International Conference on Internet Multimedia Computing and Services (ICIMCS) is an annual conference sponsored by ACM SIGMM China Chapter. The conference is especially interested in the latest technologies and applications that deal with the web-scale processing and management of heterogeneous data from the Internet for multimedia computing and service. ICIMCS 2011 held in Chengdu, China—the ancient hometown of lovely panda. The conference has attracted around 80 participants, including researchers from academia and industries across ten countries/regions, for sharing their recent works in the topics ranging from visual information analysis and mining, query processing and search, multimedia privacy and security.

This special issue comprises the extended versions of five papers, including two best papers, and three papers from the regular and special sessions of ICIMCS 2011. These papers cover key issues in multimedia computing, including the leveraging of Internet resources for multi-modality fusion and visual classifier learning, preprocessing and indexing of million-scale Internet data, and sharing and streaming of Internet videos. Some of these techniques also demonstrate applications for emerging Internet services, such as video recommendation and product search system, by processing and modeling the heterogeneous forms of resources associated with multimedia data.

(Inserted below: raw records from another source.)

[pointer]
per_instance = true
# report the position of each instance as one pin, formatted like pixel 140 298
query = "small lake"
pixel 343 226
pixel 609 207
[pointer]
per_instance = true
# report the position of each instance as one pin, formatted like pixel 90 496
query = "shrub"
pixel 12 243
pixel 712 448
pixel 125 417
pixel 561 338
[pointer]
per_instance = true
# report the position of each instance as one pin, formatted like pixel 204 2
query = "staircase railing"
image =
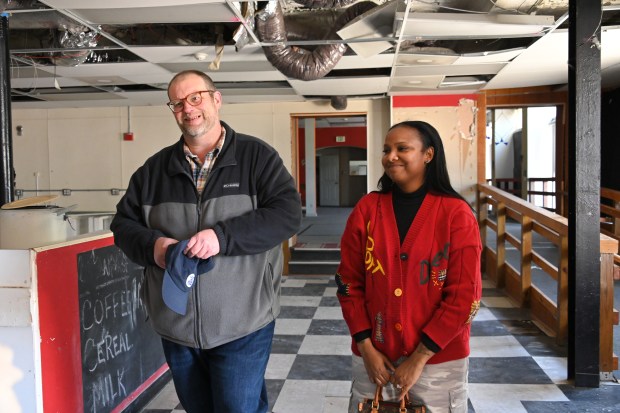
pixel 497 212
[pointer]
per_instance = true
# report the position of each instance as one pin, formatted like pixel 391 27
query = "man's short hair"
pixel 208 81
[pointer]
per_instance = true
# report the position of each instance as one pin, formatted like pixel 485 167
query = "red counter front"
pixel 97 351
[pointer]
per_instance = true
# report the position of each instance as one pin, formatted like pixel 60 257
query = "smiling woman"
pixel 420 240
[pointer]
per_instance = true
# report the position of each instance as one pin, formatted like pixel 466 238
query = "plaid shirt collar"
pixel 200 170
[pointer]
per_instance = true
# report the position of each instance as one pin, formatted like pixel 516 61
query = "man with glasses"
pixel 214 195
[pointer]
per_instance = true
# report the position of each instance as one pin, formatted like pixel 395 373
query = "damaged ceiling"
pixel 68 53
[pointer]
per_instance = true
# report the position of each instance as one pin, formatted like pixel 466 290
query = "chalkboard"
pixel 120 351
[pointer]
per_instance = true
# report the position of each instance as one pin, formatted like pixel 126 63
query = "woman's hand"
pixel 408 372
pixel 378 366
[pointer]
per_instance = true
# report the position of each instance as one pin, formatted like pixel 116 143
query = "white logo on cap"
pixel 189 281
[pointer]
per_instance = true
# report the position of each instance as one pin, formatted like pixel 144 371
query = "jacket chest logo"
pixel 372 262
pixel 435 270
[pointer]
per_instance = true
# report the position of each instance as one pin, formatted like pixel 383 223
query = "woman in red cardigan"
pixel 409 280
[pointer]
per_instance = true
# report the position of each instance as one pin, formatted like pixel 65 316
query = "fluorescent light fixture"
pixel 424 59
pixel 461 25
pixel 462 81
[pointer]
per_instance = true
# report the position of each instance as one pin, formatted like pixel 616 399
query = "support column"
pixel 584 143
pixel 6 144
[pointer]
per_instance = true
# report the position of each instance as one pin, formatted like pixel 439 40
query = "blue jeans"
pixel 225 379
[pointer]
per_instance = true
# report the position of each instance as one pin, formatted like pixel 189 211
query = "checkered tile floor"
pixel 514 368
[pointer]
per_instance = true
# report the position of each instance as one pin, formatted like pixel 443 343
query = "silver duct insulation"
pixel 297 62
pixel 74 38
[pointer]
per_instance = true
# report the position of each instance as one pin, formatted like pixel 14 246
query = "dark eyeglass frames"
pixel 193 99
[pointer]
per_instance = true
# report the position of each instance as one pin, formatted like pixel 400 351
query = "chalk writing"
pixel 119 350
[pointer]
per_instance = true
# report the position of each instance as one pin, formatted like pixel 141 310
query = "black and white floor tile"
pixel 514 368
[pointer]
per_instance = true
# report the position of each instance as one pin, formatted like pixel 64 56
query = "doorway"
pixel 328 159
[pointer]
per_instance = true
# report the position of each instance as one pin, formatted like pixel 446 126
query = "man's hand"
pixel 203 245
pixel 159 250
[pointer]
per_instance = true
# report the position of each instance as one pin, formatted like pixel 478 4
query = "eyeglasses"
pixel 193 99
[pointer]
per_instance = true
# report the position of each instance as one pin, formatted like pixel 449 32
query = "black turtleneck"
pixel 406 206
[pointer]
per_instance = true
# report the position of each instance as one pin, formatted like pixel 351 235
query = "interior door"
pixel 329 181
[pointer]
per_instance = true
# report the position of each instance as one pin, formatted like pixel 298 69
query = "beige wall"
pixel 83 148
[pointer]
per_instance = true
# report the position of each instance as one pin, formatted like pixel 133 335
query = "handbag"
pixel 377 405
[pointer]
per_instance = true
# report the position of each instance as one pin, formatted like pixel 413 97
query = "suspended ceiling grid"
pixel 397 48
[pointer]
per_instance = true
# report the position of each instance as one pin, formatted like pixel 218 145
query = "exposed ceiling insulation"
pixel 73 53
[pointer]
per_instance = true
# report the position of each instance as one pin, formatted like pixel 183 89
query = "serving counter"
pixel 73 331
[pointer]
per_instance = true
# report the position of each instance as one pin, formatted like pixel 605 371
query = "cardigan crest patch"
pixel 475 306
pixel 343 288
pixel 372 262
pixel 379 338
pixel 438 276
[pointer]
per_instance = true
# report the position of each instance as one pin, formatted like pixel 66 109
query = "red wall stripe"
pixel 429 100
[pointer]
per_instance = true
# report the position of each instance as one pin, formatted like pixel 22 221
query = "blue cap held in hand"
pixel 180 276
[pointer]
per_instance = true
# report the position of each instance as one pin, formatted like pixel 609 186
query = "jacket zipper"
pixel 197 320
pixel 197 286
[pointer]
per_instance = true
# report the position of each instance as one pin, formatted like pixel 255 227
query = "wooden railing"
pixel 497 211
pixel 540 191
pixel 610 221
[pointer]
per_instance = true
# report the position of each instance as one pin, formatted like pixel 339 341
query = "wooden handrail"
pixel 551 315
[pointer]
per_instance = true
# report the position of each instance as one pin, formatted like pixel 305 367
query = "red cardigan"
pixel 430 284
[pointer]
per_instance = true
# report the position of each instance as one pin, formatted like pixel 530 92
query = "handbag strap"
pixel 378 398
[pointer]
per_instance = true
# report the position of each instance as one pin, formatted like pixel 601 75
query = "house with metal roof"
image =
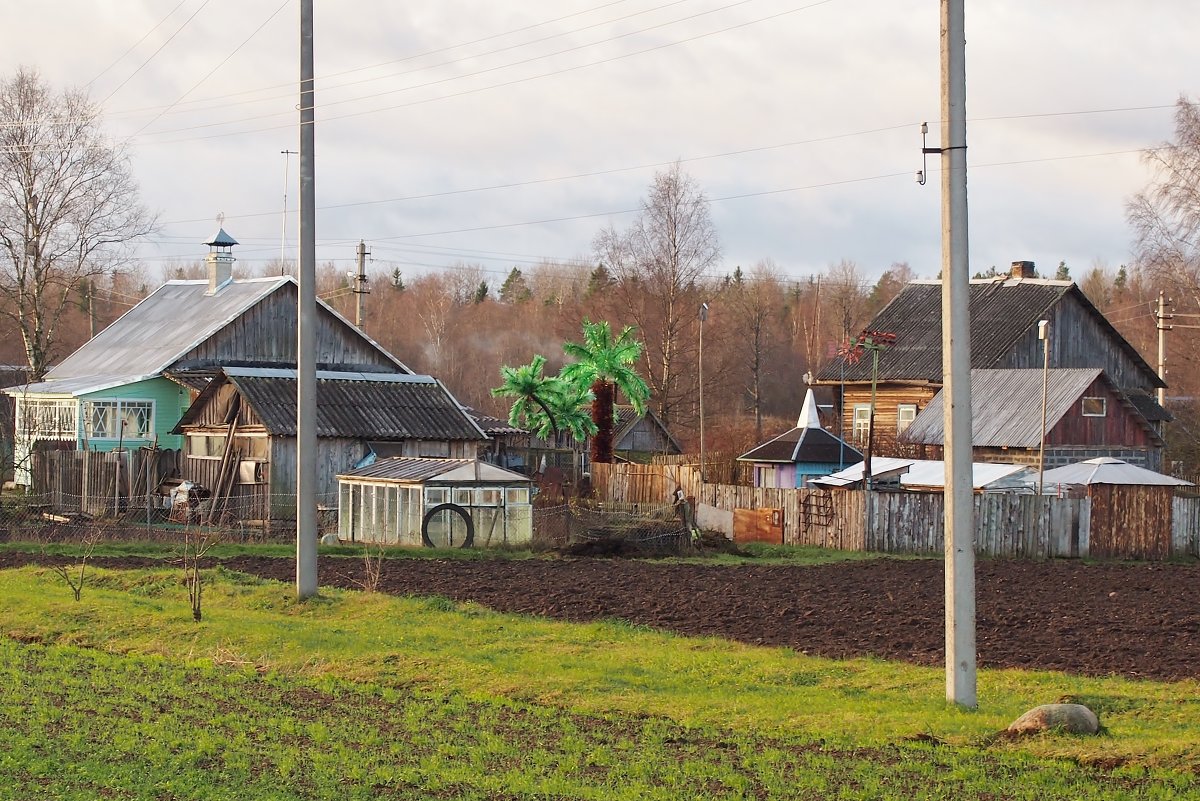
pixel 1086 416
pixel 799 455
pixel 117 390
pixel 1005 315
pixel 436 503
pixel 241 433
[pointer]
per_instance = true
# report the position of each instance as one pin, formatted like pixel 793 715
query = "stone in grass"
pixel 1072 718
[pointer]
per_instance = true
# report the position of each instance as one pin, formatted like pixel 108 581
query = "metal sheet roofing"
pixel 1001 313
pixel 1006 407
pixel 365 405
pixel 417 470
pixel 167 324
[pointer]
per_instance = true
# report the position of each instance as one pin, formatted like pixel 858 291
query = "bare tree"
pixel 658 264
pixel 69 206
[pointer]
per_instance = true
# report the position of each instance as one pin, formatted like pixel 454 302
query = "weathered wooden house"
pixel 1005 315
pixel 801 455
pixel 1087 416
pixel 241 433
pixel 131 383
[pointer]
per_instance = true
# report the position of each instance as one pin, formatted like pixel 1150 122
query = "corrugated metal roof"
pixel 415 470
pixel 1006 407
pixel 365 405
pixel 1001 313
pixel 167 324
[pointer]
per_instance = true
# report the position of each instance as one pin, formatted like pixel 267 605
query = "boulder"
pixel 1073 718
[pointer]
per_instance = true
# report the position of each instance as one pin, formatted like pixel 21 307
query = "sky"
pixel 508 133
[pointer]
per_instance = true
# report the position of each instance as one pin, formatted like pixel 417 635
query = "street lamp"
pixel 1044 336
pixel 703 315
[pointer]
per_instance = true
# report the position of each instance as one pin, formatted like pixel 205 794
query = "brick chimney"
pixel 1023 270
pixel 220 262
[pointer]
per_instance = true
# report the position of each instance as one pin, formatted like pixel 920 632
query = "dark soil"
pixel 1134 620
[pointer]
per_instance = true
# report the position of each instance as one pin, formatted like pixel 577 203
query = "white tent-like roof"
pixel 1107 470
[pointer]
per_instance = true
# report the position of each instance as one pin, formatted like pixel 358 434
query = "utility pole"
pixel 960 590
pixel 1161 318
pixel 360 284
pixel 306 324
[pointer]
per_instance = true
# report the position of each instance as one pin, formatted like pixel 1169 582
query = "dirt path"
pixel 1135 620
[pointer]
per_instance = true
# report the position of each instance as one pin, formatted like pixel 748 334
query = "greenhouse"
pixel 435 503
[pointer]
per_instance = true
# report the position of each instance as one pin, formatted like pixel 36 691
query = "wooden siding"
pixel 1077 339
pixel 267 333
pixel 1133 523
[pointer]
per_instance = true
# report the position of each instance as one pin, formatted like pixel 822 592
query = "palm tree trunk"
pixel 601 415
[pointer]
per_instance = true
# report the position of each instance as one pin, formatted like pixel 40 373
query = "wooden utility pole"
pixel 960 590
pixel 306 327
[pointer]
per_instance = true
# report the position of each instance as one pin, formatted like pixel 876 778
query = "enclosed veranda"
pixel 435 503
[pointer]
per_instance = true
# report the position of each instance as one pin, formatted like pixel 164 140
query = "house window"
pixel 47 419
pixel 1095 407
pixel 862 420
pixel 118 419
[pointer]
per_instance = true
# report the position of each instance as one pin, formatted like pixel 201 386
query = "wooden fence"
pixel 1114 522
pixel 97 482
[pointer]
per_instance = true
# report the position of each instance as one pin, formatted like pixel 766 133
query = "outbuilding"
pixel 436 503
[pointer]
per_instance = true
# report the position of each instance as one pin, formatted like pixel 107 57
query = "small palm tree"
pixel 604 363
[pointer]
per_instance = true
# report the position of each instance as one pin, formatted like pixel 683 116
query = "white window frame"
pixel 1104 407
pixel 861 423
pixel 119 405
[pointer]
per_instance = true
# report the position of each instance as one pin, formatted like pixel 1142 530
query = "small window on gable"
pixel 1095 407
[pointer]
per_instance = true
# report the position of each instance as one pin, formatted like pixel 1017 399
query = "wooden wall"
pixel 1132 523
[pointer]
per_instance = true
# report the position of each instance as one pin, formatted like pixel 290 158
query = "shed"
pixel 436 503
pixel 797 456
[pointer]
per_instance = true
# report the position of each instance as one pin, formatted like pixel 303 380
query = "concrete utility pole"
pixel 360 284
pixel 1161 319
pixel 306 332
pixel 960 592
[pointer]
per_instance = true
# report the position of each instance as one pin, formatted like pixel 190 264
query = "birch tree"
pixel 69 208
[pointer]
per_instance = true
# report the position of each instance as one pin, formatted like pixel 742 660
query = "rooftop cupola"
pixel 220 262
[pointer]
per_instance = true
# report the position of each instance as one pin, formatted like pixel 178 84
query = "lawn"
pixel 365 696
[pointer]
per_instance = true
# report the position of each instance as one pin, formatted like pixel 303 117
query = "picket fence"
pixel 1111 522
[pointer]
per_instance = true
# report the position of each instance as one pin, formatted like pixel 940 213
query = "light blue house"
pixel 805 452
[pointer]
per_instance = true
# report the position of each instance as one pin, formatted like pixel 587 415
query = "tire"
pixel 454 507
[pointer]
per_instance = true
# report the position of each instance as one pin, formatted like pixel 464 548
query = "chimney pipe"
pixel 1023 270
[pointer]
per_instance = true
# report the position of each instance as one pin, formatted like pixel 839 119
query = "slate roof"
pixel 367 405
pixel 406 469
pixel 163 326
pixel 1006 407
pixel 1001 313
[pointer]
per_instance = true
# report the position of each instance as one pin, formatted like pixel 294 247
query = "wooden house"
pixel 1005 315
pixel 797 456
pixel 131 383
pixel 241 433
pixel 1087 416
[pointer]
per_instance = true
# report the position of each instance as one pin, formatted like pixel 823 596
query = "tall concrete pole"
pixel 306 333
pixel 960 607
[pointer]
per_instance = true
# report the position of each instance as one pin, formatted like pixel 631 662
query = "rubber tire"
pixel 454 507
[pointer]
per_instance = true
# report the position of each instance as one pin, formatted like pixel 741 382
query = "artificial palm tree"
pixel 604 363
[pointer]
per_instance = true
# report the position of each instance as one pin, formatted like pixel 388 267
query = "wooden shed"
pixel 240 434
pixel 436 503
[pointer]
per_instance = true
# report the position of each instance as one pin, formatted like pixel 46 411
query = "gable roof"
pixel 807 444
pixel 367 405
pixel 1002 311
pixel 1006 407
pixel 171 321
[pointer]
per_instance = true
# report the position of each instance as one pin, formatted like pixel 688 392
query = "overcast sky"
pixel 503 133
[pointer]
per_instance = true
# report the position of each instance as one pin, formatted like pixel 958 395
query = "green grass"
pixel 366 696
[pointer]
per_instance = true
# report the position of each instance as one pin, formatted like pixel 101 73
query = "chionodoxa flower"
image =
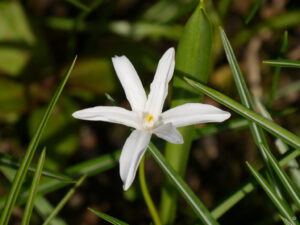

The first two papers are about the web-scale processing of Internet data. The paper entitled “Video Recommendation over Multiple Information Sources”, presented by Meng Wang and his colleagues from National University of Singapore, proposes a unified framework that explores heterogeneous information sources for video recommendation. The framework, based on multi-task SVM learning, aggregates multiple ranked lists generated from personal data, social network, and video metadata into an optimized list for recommendation. The framework is experimented on a large video dataset composed of 1-month social activities happened on Facebook and YouTube websites by 76 users. The second paper entitled “Multi-label Multi-instance Learning with Missing Object Tags”, presented by Yi Shen and his colleagues from University of North Carolina at Charlotte, proposes a web-scale learning of object classifiers for free from a collection of user-tagged Flickr images as many as 10 millions. Particularly, the paper addresses three important issues toward fully automatic learning: scalable filtering of spam tags by distributed image clustering; joint modeling of loose tags and missing tags by multiple instance learning that is capable of performing tag prediction; structural learning that takes into account the object relationship to train discriminant classifiers.

The next two papers address the search and mining of visual instances. The paper entitled “Combining Global and Local Matching of Multiple Features for Precise Item Image Retrieval”, co-authored by Haojie Li and his colleagues from Dalian University of Technology and Nanjing University of Science and Technology, presents an iSearch system that aims to facilitate online shopping by allowing users to submit pictures as queries. Different from the commercial products, such as Google Goggles, the system searches for fashion items such as skirts and shoes, which are non-rigid objects. The paper particularly focuses on the feature extraction and representation techniques that enable the precise search of the style and pattern of items specified by users. Different types of codebooks, including for local texture, shape, and region, are learned for feature representation, while triangle-relation-based geometric verification is incorporated for precise online search. The paper entitled “Weakly-supervised Object Localization in Unlabeled Image Collection”, co-authored by Yanyun Qu and her colleagues from Xiamen University, presents an algorithm that mines and localizes semantic objects from the class-specific datasets. The algorithm segments images in a database into regions, and clusters them based on the measures defined upon saliency and commonality properties. Multiple instance learning algorithm is then applied to locate class-specific objects in the database.

Finally, the paper entitled “Robust Wireless Sharing of Internet Video Streams”, co-authored by Steven Nichols and his colleagues from University of Central Florida, proposes a distributed video sharing technique, named Dynamic Stream Merging (DSM), for improving the scalability and robustness of video streaming in a wireless mesh access network environment. DSM functions independently from video servers and clients, and has the intelligence to handle sudden spikes in demand for certain videos due to specific events. The technique is demonstrated for sharing video data from YouTube in a wireless mesh network.